Comparative psychology covers an important field of research connecting studies of human and animal behaviour, cognition, perception, and social relationships from a comparative perspective. Many cognitive tasks and experimental settings were originally developed by developmental psychologists but were successfully adapted to make a comparison between behaviour of human and non-human primates in various aspects of cognition (e.g., object permanence task).
Recently, there are several reviews showing similar cognitive abilities not only between human and non-human primates, but also of some birds and mammal species. The numbers of neurons that are known for principal bird and mammalian orders may serve as biological correlates of cognitive capabilities (Olkowicz et al.2016, Herculano-Houzel 2017). However, comparing cognitive skills of birds, reptiles and especially fish is a challenging task of many research dealing with comparative cognition.
The current differences in cognition may be a result of the previous or undergoing selection on solving more ecological cognitive tasks, like predator discrimination, spatial navigation, or foraging that animal and human ancestors had to solve in their daily lives.
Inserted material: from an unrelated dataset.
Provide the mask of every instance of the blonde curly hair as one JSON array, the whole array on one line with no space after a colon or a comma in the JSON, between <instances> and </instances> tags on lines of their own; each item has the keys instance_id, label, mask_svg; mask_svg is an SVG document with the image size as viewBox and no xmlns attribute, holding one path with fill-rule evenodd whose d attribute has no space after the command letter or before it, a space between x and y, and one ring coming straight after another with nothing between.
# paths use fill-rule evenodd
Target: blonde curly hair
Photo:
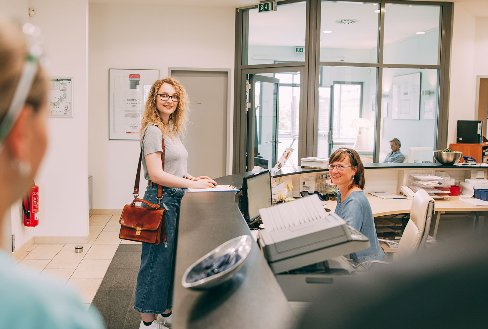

The cognitive capacity developed under these conditions very well corresponds with specific cognitive abilities like categorization, generalization and perceptual learning previously found in various experiments conducted in captivity.
Not only the species’ cognitive abilities, but also individual personality traits determine differences in cognitive performance in both humans and animals (Carere and Locurto 2011). Comparative cognition is a challenging field of psychology and behavioral sciences enabling elucidate evolution of cognitive abilities.